The application takes up to 5 parameters:
main nx ny nt tend verbose
nx
is the x dimension of the computational domain.ny
is the y dimension of the computational domain.nt
is the number of time steps.tend
is the total length of time for the simulation.verbose
(optional). If a fifth argument is passed, verbose output will be generated. This includes information about the domain decomposition, and conjugate gradient convergence statistics at each time step.
The domain has a width of 1, regardless of the input dimensions, so the horizontal grid spacing is h=1/(nx+1). The grid spacing is the same on the x and y axes, so if a rectangular domain is chosen with ny .ne. nx, the vertical dimension of the domain will be ydim=h*(ny+1).

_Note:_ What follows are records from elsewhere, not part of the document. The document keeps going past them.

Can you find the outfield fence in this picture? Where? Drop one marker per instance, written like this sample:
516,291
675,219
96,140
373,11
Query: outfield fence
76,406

The grid dimensions are important when choosing a set of parameters for running the test, because the maximum possible time step size for which the iterations will converge is dependent on the size of h. As the grid spacing h decreases, the size of the time step also has to decrease (that is, the number of time steps has to increase). A good time scale to see something interesting happen is 0.01 seconds, so the following set of parameters are a good spot to start:
$ OMP_NUM_THREADS=8 aprun -cc none ./main 128 128 100 0.01
The application outputs the final solution in the "brick of values" format, which is stored in the two files output.bin and output.bov. These can be viewed using the popular visualization packages Paraview and Visit. The visualization isn't just a pretty picture, it is very useful for debugging the code. A quick visual check can show if there are any problems with the boundary conditions, or halo exchanges for the MPI implementation. For this reason, the MPI implementations use MPI IO to output the global solution, and it is highly recommended that this feature be used to help students implement halo exchanges.